Last night I wrote about the Universal Canvas. Today in my RSS newsreader, what should appear but a great post from Steve Gillmor on the same topic. Of course being a pro, Steve made his point way better than me. Microsoft has all the pieces, says Steve, to "create a browser-hosted read-write tool for sharing and routing information."
But the pieces are being fitted together to reveal a jigsaw puzzle that looks suspiciously like the Windows Operating System. As Steve puts it: "We'll get the long-promised Universal Canvas, but sorry folks it will have to be Windows end to end."
Steve also wrote in an earlier post that "Office is now a System, BizTalk is now a System (Jupiter) and IE is part of the Operating System."
All this talk (including from me) about the universal canvas moving away from the browser and into the Office/Operating system, is a little scary. The World Wide Web was originally meant to be a decentralized network of information where people could read and write freely, as in both free beer and free speech.

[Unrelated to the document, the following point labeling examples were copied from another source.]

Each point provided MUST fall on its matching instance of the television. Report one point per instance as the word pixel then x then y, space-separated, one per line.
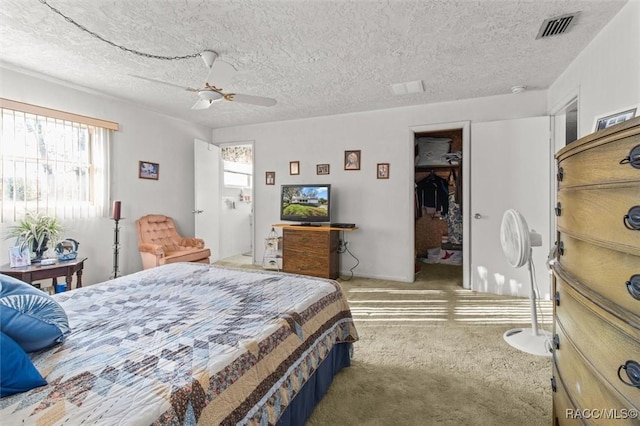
pixel 307 204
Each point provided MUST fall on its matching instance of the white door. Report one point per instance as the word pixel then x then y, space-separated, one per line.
pixel 207 196
pixel 510 168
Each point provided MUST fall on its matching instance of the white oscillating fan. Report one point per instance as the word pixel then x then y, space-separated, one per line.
pixel 517 242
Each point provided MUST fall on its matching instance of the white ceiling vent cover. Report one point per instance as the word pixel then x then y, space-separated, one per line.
pixel 557 25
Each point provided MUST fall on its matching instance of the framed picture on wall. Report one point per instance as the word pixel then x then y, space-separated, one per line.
pixel 352 160
pixel 270 178
pixel 609 120
pixel 148 170
pixel 383 171
pixel 322 169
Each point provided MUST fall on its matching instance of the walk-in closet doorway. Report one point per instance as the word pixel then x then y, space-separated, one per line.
pixel 439 197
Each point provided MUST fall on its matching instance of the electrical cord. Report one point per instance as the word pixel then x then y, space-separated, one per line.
pixel 345 248
pixel 548 343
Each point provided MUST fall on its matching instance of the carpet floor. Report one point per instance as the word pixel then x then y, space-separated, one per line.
pixel 432 353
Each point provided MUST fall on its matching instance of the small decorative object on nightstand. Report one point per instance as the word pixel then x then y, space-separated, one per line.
pixel 272 258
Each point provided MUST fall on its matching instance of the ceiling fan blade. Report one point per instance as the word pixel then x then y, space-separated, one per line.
pixel 220 73
pixel 189 89
pixel 202 104
pixel 250 99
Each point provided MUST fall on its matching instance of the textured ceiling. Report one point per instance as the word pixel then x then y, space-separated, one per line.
pixel 315 57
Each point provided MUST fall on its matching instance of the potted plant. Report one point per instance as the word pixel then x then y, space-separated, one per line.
pixel 34 232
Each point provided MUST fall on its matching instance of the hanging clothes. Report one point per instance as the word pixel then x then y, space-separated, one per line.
pixel 432 194
pixel 454 220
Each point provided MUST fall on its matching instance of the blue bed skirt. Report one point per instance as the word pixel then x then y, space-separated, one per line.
pixel 302 405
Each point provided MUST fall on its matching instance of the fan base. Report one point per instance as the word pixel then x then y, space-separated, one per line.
pixel 524 340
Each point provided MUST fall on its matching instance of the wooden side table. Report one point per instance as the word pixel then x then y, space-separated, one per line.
pixel 36 272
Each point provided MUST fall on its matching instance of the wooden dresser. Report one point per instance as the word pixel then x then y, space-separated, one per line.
pixel 596 356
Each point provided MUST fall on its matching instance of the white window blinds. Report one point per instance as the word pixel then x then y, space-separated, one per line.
pixel 52 165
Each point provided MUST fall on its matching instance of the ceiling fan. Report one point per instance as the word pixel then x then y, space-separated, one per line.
pixel 220 74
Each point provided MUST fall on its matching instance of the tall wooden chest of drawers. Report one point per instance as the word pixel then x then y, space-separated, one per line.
pixel 596 355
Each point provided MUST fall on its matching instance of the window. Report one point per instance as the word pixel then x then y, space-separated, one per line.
pixel 238 169
pixel 52 165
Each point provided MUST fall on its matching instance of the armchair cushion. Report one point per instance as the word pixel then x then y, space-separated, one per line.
pixel 159 243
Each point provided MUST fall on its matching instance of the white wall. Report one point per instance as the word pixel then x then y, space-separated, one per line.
pixel 235 232
pixel 382 209
pixel 606 74
pixel 143 135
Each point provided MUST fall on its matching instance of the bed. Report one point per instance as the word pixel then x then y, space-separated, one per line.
pixel 186 344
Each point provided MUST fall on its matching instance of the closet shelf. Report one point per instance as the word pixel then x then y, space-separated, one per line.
pixel 437 167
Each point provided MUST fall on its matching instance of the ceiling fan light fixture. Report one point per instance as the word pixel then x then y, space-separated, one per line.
pixel 210 95
pixel 208 56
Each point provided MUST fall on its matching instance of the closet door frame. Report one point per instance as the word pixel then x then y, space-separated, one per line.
pixel 465 127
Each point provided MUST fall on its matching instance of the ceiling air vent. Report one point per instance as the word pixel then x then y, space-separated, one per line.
pixel 557 25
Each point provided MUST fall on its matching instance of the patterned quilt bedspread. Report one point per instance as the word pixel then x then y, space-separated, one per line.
pixel 185 344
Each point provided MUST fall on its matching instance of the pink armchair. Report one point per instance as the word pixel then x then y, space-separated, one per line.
pixel 159 243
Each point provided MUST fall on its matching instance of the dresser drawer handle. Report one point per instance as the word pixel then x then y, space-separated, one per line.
pixel 632 369
pixel 632 219
pixel 633 286
pixel 633 158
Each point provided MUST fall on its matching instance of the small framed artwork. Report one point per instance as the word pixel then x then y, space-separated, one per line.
pixel 18 258
pixel 322 169
pixel 294 167
pixel 148 170
pixel 352 160
pixel 609 120
pixel 270 178
pixel 383 171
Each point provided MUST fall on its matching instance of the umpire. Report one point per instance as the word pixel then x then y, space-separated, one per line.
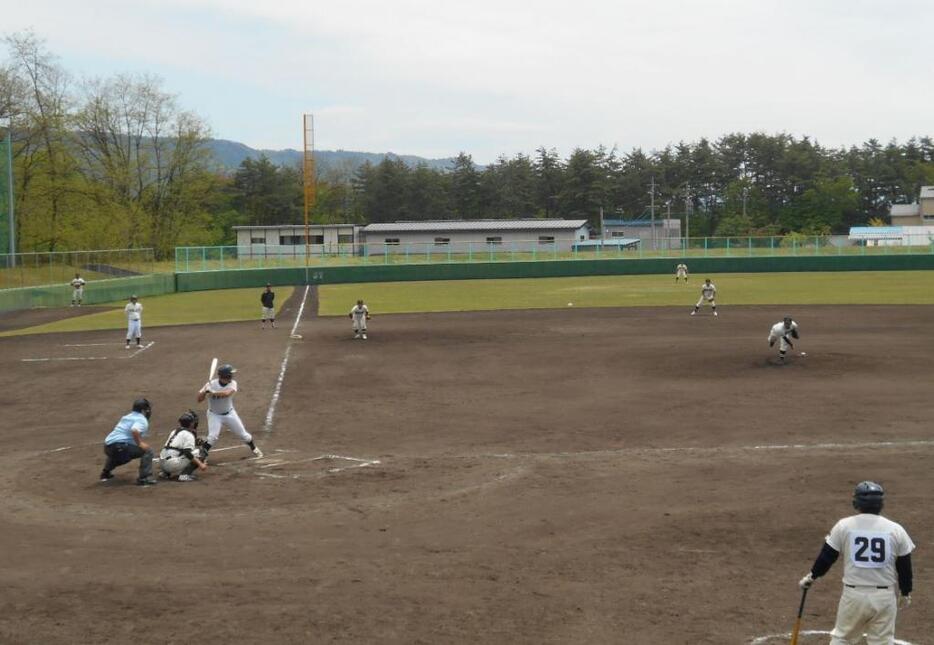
pixel 125 443
pixel 269 310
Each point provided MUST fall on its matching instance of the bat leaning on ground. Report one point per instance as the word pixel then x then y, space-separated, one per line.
pixel 794 632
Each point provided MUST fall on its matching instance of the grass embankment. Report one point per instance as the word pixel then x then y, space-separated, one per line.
pixel 228 305
pixel 820 288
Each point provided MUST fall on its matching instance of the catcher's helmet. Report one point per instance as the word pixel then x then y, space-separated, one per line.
pixel 868 497
pixel 142 405
pixel 189 420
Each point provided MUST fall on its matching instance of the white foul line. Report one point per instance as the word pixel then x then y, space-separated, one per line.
pixel 271 412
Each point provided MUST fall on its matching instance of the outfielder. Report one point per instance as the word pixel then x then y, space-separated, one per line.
pixel 708 294
pixel 134 321
pixel 77 293
pixel 220 392
pixel 181 453
pixel 681 271
pixel 269 310
pixel 359 314
pixel 876 554
pixel 781 331
pixel 126 442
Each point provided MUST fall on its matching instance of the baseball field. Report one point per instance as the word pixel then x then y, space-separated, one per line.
pixel 490 466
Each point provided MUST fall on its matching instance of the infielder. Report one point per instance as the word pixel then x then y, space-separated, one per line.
pixel 220 392
pixel 681 271
pixel 876 554
pixel 708 294
pixel 781 331
pixel 77 293
pixel 359 314
pixel 126 443
pixel 134 321
pixel 269 309
pixel 181 453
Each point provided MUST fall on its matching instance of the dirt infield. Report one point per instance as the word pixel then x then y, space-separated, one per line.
pixel 579 476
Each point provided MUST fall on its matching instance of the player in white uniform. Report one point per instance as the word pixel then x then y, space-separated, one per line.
pixel 134 321
pixel 220 393
pixel 359 314
pixel 708 294
pixel 783 331
pixel 77 293
pixel 681 271
pixel 181 454
pixel 876 555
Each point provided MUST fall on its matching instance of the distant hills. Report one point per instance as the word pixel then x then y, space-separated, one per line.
pixel 230 154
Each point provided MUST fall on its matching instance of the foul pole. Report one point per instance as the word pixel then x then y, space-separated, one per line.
pixel 309 176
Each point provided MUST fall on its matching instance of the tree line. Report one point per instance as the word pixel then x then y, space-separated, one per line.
pixel 115 162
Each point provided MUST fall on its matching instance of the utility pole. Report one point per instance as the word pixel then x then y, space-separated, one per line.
pixel 652 211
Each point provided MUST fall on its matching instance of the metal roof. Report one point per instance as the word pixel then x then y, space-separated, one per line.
pixel 476 225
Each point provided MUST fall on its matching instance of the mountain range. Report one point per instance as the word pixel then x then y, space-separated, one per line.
pixel 230 154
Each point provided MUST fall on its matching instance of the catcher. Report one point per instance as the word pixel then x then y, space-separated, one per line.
pixel 359 314
pixel 182 452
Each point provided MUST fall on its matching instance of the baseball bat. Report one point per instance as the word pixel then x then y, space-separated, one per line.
pixel 794 633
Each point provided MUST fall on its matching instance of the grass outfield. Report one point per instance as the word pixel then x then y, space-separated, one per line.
pixel 229 305
pixel 819 288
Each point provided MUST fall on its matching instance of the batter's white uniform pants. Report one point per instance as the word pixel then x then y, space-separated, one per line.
pixel 173 466
pixel 134 329
pixel 233 423
pixel 865 610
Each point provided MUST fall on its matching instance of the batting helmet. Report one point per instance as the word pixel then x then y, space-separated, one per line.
pixel 189 420
pixel 868 497
pixel 142 406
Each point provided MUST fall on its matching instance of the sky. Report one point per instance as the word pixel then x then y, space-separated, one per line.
pixel 501 77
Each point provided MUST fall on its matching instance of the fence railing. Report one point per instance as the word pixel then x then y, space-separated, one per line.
pixel 21 270
pixel 189 259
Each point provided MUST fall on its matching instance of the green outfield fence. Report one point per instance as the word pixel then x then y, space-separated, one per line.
pixel 191 259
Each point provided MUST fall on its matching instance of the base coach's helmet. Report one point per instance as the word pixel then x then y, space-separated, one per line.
pixel 868 497
pixel 142 406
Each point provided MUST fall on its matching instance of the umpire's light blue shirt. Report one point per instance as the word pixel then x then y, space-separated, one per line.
pixel 123 432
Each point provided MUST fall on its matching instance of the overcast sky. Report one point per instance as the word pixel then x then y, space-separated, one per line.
pixel 500 77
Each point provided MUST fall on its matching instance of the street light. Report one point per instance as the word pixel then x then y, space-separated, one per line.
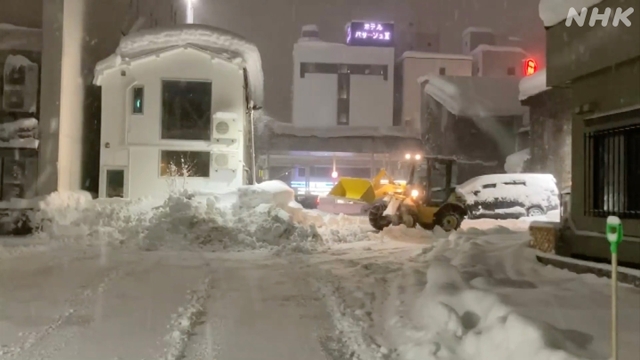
pixel 190 11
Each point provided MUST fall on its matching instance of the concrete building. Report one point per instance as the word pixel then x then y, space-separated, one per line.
pixel 411 68
pixel 340 85
pixel 175 112
pixel 76 34
pixel 600 65
pixel 549 127
pixel 474 119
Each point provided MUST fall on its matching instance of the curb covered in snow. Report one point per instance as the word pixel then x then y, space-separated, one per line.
pixel 625 276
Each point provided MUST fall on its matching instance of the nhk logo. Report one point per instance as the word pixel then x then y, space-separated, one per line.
pixel 620 16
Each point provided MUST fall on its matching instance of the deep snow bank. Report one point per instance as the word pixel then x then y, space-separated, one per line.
pixel 263 216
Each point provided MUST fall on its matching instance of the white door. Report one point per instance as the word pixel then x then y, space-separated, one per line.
pixel 115 182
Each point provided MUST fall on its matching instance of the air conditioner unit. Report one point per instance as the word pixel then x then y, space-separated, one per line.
pixel 225 161
pixel 20 85
pixel 14 100
pixel 225 127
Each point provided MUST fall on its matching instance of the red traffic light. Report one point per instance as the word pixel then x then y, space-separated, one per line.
pixel 530 67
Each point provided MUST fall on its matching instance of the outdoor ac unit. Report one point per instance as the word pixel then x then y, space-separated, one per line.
pixel 225 161
pixel 20 85
pixel 225 127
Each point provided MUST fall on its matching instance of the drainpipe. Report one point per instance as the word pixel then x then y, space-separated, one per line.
pixel 252 110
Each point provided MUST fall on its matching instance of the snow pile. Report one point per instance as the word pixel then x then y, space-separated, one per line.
pixel 20 38
pixel 461 322
pixel 263 216
pixel 184 322
pixel 233 46
pixel 516 161
pixel 533 85
pixel 553 12
pixel 21 133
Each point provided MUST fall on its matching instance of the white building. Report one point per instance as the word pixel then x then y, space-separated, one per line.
pixel 339 85
pixel 412 67
pixel 175 109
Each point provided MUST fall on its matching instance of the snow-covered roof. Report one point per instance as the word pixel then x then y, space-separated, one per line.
pixel 553 12
pixel 515 162
pixel 533 85
pixel 280 128
pixel 477 96
pixel 485 47
pixel 206 38
pixel 477 29
pixel 20 38
pixel 428 55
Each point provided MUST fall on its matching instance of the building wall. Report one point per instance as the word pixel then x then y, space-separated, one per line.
pixel 135 140
pixel 414 68
pixel 478 147
pixel 315 97
pixel 497 63
pixel 77 34
pixel 550 129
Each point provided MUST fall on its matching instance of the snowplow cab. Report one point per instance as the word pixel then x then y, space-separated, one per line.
pixel 428 201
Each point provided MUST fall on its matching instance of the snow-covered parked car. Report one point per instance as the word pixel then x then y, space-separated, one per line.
pixel 508 196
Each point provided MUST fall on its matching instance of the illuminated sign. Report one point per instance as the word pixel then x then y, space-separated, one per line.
pixel 360 33
pixel 530 67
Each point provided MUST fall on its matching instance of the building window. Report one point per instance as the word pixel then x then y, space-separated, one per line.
pixel 612 172
pixel 353 69
pixel 344 88
pixel 138 100
pixel 186 110
pixel 185 163
pixel 115 183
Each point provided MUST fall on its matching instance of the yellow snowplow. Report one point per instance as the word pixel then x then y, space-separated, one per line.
pixel 365 190
pixel 412 203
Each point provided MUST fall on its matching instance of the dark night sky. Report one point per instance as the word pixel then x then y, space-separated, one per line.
pixel 274 25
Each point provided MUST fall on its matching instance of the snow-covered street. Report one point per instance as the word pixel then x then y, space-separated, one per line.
pixel 192 279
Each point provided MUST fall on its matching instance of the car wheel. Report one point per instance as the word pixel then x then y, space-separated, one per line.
pixel 535 211
pixel 449 221
pixel 376 219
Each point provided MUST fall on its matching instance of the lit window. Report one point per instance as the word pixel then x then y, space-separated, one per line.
pixel 138 100
pixel 185 164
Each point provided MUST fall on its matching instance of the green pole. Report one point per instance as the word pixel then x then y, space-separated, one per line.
pixel 614 236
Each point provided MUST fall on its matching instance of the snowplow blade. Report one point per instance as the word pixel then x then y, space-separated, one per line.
pixel 353 189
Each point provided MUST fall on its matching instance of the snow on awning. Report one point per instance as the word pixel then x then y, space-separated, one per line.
pixel 553 12
pixel 280 128
pixel 219 41
pixel 485 47
pixel 533 85
pixel 476 96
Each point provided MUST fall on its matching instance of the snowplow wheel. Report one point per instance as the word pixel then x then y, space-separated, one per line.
pixel 376 219
pixel 448 221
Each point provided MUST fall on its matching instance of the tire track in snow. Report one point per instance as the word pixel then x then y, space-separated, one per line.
pixel 184 322
pixel 34 346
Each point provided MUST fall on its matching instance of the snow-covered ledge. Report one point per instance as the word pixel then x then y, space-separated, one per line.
pixel 553 12
pixel 533 85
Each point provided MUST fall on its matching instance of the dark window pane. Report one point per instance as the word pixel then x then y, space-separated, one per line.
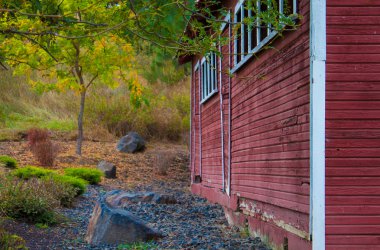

Sure the browser market has been largely controlled by Microsoft these last few years, but at least browsers run on the World Wide Web - and the Web is as universal as it gets in the digital domain. So where does it leave us if the future canvas for our browsing and creating is embedded in a "system", owned by one company, rather than on a universal network owned by no one? Is the Universal Canvas going to bypass the Web?